7.1. Les propriétés essentielles de N. Rappelons que les propriétés considérées essen-
tielles de l’ensemble des nombres naturels N = {0, 1, 2, 3, . . . , n, n + 1, . . .} sont les suivantes :
(1) Chaque nombre naturel n a un unique successeur dans N, noté n + 1.
(2) Il existe un nombre naturel spécial, noté 0, et
(3) chaque nombre naturel n différent de 0 a un unique prédécesseur dans N, noté n − 1.
On a (n + 1) − 1 = n, pour tout n ∈ N et (n − 1) + 1 = n pour tout n ∈ N tel que
n 6= 0.
(4) Si E ⊆ N est un sous-ensemble de N tel que (i) 0 ∈ E et (ii) pour chaque
n ∈ E aussi n + 1 ∈ E, alors nécessairement E = N.
Le successeur de 0 s’appelle 1, le successeur de 1 s’appelle 2, et cétera.
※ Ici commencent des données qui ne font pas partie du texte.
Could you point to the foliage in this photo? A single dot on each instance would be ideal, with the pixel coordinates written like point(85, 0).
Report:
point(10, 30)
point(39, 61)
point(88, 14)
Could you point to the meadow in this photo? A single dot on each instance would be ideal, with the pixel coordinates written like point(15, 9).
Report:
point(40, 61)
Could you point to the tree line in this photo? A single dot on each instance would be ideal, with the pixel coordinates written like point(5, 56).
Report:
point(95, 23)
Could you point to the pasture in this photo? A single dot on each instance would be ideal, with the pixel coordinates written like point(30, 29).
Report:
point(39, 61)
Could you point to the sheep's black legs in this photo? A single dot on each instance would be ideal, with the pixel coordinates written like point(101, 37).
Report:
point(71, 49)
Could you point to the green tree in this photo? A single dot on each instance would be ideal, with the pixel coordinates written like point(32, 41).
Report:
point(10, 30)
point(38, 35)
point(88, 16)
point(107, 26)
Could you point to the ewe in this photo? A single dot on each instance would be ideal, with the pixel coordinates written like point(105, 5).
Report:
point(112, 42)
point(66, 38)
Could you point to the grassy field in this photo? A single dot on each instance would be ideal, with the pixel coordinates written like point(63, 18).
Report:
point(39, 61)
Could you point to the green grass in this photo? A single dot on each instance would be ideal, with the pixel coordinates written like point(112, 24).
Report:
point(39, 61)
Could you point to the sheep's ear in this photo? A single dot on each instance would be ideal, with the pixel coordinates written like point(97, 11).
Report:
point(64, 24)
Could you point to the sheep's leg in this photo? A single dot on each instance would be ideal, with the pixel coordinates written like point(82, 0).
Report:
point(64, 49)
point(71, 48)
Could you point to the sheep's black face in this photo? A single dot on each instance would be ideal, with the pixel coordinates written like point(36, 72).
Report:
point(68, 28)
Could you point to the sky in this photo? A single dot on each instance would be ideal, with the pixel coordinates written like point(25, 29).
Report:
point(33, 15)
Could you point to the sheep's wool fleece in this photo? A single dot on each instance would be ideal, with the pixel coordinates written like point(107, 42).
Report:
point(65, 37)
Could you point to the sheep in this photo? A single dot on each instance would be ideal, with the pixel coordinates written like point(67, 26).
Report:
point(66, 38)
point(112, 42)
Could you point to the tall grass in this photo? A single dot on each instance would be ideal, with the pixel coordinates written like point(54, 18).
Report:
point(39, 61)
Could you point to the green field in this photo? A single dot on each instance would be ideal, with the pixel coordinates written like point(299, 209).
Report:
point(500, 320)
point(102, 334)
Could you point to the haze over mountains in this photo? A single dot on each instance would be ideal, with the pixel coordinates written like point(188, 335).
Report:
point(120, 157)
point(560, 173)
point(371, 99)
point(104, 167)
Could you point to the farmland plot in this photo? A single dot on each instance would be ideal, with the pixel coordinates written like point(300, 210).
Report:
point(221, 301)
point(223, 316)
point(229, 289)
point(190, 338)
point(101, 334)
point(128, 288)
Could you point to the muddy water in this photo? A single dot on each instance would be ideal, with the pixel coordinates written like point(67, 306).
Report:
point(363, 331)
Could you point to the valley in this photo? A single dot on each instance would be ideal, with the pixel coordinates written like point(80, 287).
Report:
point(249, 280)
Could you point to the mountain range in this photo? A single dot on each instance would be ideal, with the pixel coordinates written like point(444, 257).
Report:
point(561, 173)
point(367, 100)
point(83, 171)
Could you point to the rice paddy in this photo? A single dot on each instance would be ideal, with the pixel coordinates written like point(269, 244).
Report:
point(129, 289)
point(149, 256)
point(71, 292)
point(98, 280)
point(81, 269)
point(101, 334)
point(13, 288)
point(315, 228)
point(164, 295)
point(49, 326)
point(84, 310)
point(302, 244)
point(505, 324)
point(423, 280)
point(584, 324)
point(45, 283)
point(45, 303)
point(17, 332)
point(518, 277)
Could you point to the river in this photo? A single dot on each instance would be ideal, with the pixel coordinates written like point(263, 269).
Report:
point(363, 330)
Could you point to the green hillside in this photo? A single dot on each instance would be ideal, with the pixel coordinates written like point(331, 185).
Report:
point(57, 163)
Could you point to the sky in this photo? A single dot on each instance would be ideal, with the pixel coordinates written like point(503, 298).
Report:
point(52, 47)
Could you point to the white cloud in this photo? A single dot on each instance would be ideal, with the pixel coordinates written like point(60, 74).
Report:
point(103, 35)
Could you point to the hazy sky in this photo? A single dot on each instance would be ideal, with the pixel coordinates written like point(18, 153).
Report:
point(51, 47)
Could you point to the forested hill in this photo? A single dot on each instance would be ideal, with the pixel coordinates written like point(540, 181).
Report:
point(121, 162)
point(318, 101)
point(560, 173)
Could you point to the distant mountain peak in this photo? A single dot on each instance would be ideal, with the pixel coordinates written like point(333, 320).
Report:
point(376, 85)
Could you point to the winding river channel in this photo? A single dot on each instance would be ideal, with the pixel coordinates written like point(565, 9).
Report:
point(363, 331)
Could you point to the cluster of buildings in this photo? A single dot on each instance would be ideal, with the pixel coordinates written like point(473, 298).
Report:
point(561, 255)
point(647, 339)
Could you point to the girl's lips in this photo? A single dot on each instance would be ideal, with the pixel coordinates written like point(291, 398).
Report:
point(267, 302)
Le prédecesseur de
1 est 0, le prédécesseur de 2 est 1. Mais 0 n’a pas de prédécesseur dans N (l’entier −1 n’est
pas un nombre naturel).

Axiome 7.1. L’ensemble des nombres naturels N = {0, 1, 2, 3, . . . , n, n + 1, . . .} avec ces


propriétés essentielles existe.

Il est impossible de montrer la vérité de cet axiome (sans supposer quelque chose d’autre,
comme le principe du bon ordre, voir thm. 6.5). On l’accepte. À partir de seulement ces
propriétés essentielles nous allons déduire les autres propriétés bien connues par vous.
Comme déjà expliqué, la dernière propriété essentielle mentionnée nous permet d’utiliser
induction dans les preuves et définitions.

Théorème 7.1 (Principe d’induction). Soit P (n) une fonction propositionnelle avec univers
de discours N. Supposons P (0) vraie et supposons aussi que pour chaque n ∈ N l’implication
P (n) → P (n + 1) est vrai. Alors P (n) est vrai pour chaque n ∈ N.

7.2. Définitions de l’addition et de la multiplication. Commençons par la définition


de l’addition par induction.

Définition 7.1. Fixons a ∈ N. Nous allons définir pour chaque n ∈ N l’élément a + n ∈ N.


Au début a + 0 = a et a + 1 est le successeur de a (qui existe et est unique par une des
propriétés essentielles de N). Puis supposons pour n ∈ N on a déjà défini a + n, alors on
définit a + (n + 1) comme le successeur de a + n, c.-à-d., par définition
a + (n + 1) := (a + n) + 1.
Ainsi on a défini a + n pour chaque n ∈ N.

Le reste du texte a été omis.